ダイレクト系損保でも代理店加入の損保でも、事故受付の基本の流れは同じです。
事故が起きてしまったら、まず速やかに警察、お怪我がある場合には消防車、火災の可能性がある場合は消防の手配もお忘れなく迅速に行いましょう。
多重事故を防ぐために周辺を確認し、相手方との連絡先の交換などを進めましょう。
ダイレクト系損保と代理店経由で加入する損保でも初動は同じです。
但し、代理店によっては事故の対応をお手伝いしています。
サービスセンターにご自身で連絡するのが基本ですが、代理店を経由して事故の報告をすることも可能です。
事故の当事者の方が病院で治療を受けている場合、ご家族から代理店へ事故報告をサービスセンター側へ依頼することも可能です。
代理店が事故の受付自体を行っているわけではありませんが、たくさんの事故のケースを熟知しているので焦っている事故の当事者やご家族の方に、「警察への連絡」や「ロードアシスタンス特約の手配」などを手伝うことがあります。
ただ、こちらの対応は代理店によって異なります。
事前に事故の際はどのようにすべきか、加入時に代理店に確認しておくことがおすすめです。
ダイレクト系損保にも事故の際に「事故現場安心サポート」サービスを実施しているところもあります。
このサービスは事故の発生時に保険会社が提携している警備会社の職員が駆けつけるサービスで、安全の確保や事故現場の確認、写真撮影やサービスセンターへの手配を行ってくれます。
こうして代理店経由並みのサービスを無料提供しているダイレクト系損保もあるので、保険選びの際のポイントにしてみてはいかがでしょうか。
ダイレクト損保の場合、加入の情報を他者と共有を
近年代理店型の損保にもペーパーレス化が普及してきましたが、自動車保険には本来証券があります。
保険証券とは契約を証明する証書で、加入内容や証券番号が記載されています。
ペーパーレス化が普及する前には保険に関する約款が同封されて、郵送で届くのが一般的でした。
勤め先へ通勤費用の請求時などに任意保険への加入を証明する必要がある方は今も自動車保険の証券を紙で持っている方が多いようです。
しかし、ペーパーレスにすると保険料が安い場合があるため、ペーパーレスを選ぶ方が増加しています。
環境保護の視点もあり、スマホやパソコンで簡単に自動車保険の加入内容がわかるのは大変良いことです。
しかし、時々ペーパーレス化が原因でトラブルになることもあります。
事故時にご本人以外の方が任意保険の加入先について、すぐにわからないことがあるのです。
事故の内容によっては加入者の方が病院へ搬送され、治療に専念しているため、すぐに任意保険の事故受付が出来ない場面が見受けられます。
自賠責保険は加入先が分かる証明書を車載することが義務付けられているのでわかるのですが、任意保険のペーパーレス化でご本人のスマホやパソコンにしか情報がないケースがあるのです。

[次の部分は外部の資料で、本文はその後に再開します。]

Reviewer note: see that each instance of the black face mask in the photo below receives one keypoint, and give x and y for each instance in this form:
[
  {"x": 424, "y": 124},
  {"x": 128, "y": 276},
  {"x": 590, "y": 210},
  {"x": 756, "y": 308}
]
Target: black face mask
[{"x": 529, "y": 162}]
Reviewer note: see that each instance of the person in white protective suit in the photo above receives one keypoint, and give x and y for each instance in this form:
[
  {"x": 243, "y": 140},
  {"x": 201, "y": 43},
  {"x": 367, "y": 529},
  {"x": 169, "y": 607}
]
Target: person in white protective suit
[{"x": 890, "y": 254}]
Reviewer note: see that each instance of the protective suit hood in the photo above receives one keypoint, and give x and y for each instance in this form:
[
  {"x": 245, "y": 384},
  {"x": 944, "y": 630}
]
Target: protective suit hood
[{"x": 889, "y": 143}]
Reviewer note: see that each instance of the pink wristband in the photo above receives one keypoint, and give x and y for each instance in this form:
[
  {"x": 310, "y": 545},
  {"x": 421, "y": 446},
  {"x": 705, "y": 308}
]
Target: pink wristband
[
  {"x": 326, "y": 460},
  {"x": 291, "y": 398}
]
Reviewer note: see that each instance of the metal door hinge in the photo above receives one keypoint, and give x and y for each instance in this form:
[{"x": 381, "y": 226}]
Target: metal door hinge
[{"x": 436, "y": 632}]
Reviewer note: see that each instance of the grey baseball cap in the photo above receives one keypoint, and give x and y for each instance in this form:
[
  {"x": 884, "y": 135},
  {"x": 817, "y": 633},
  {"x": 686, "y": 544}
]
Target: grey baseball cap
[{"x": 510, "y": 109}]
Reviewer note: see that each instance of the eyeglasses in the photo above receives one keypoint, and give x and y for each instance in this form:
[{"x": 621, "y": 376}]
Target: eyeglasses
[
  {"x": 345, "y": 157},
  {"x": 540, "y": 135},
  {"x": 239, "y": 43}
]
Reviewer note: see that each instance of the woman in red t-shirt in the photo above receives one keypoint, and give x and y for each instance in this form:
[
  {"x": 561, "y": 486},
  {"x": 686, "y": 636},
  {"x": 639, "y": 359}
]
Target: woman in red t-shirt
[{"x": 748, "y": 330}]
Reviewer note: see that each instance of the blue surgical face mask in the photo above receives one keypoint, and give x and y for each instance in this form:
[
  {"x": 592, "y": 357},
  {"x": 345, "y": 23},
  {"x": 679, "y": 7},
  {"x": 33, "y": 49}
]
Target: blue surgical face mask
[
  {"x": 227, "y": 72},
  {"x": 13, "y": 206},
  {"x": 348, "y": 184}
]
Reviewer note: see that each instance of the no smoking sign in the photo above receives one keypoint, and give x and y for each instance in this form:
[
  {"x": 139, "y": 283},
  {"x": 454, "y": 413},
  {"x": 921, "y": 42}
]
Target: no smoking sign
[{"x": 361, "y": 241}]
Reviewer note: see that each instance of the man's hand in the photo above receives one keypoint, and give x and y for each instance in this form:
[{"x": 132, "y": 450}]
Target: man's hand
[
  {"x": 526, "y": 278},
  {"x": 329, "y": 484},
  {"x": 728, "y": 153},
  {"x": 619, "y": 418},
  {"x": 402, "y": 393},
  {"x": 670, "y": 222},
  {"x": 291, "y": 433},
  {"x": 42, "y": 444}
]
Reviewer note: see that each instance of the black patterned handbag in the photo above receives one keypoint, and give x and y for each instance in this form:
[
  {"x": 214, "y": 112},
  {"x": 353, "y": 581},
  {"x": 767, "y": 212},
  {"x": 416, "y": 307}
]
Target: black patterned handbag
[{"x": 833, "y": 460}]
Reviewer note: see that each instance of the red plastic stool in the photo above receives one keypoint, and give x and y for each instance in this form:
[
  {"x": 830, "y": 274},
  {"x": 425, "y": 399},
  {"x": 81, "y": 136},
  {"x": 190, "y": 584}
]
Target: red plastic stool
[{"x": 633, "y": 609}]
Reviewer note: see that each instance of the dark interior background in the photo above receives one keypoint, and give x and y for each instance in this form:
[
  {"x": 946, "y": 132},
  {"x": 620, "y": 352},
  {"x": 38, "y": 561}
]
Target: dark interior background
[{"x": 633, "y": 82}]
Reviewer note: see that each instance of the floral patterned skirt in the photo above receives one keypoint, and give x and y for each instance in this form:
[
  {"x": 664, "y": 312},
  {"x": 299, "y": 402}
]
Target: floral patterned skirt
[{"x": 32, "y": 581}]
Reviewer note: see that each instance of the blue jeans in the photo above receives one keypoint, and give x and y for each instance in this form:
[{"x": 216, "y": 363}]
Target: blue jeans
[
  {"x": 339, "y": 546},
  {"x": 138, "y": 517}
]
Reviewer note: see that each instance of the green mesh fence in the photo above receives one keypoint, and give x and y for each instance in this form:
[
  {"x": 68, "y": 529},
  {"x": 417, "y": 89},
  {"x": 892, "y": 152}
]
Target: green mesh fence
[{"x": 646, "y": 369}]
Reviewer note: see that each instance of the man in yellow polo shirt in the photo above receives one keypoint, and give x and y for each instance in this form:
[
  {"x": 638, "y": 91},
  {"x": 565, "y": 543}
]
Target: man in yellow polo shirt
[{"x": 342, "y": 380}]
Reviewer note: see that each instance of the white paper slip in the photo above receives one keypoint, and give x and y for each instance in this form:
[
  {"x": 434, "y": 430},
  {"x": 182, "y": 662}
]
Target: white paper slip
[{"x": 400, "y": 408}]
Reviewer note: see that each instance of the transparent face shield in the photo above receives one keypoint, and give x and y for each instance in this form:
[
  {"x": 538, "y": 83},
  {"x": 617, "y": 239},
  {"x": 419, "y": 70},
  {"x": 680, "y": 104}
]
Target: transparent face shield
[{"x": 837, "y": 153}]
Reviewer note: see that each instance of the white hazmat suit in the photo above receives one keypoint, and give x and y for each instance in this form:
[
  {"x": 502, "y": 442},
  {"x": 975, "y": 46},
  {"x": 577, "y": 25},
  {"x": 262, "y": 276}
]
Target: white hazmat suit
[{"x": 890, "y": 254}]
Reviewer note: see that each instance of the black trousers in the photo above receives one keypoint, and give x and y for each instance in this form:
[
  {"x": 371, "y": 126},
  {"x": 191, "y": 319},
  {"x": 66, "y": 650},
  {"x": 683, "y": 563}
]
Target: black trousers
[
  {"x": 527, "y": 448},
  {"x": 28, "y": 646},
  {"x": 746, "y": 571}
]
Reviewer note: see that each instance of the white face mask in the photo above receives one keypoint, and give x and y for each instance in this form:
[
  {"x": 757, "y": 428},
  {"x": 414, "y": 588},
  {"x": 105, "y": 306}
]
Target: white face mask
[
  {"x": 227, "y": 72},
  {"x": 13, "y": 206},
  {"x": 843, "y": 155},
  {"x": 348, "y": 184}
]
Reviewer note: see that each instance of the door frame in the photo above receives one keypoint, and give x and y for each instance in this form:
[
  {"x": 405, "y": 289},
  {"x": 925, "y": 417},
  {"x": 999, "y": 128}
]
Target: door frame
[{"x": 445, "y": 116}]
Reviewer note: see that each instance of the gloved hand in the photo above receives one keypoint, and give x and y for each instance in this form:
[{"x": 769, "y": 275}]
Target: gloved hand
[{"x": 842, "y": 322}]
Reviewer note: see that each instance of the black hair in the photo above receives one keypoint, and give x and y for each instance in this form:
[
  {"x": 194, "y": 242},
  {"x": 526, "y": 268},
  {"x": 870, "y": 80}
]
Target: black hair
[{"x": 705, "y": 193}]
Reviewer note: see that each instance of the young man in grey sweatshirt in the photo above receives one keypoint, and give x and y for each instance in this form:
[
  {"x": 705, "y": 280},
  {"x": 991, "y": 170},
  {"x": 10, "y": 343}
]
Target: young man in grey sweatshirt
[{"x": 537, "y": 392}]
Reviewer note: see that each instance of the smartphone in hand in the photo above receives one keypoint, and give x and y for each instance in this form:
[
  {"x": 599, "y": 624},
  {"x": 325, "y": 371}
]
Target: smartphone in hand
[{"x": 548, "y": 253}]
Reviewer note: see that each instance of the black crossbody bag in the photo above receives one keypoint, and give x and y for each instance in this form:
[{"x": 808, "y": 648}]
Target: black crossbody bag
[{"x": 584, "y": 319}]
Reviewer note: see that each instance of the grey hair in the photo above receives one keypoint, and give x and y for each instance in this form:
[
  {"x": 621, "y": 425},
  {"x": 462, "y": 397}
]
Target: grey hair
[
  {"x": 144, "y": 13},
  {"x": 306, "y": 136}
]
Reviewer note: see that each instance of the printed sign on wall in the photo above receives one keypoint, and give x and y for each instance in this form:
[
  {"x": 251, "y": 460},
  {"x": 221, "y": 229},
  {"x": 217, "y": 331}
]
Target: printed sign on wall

代理店を経由している場合、ご家族が代理店を把握していることが多く事故の受付がスムーズなのですが、ダイレクト系損保ですとご家族が把握していないケースもあります。
万が一の時に備えるのが自動車保険の最大の魅力ですから、証券がペーパーレスの場合はご家族や勤務先など身近な方に加入先を伝える、ご契約内容がわかるものを紙に打ち出して車載しておくなど任意保険への加入先が他者にもわかるように工夫しておきましょう。
ダイレクト系損保では契約内容が印刷できるようになっています。
ご自分で事故の連絡をする際に必要なサービスセンターの電話番号なども掲載されているので、証券代わりに印刷して車検証・自賠責保険とセットで車載しておくことがおすすめです。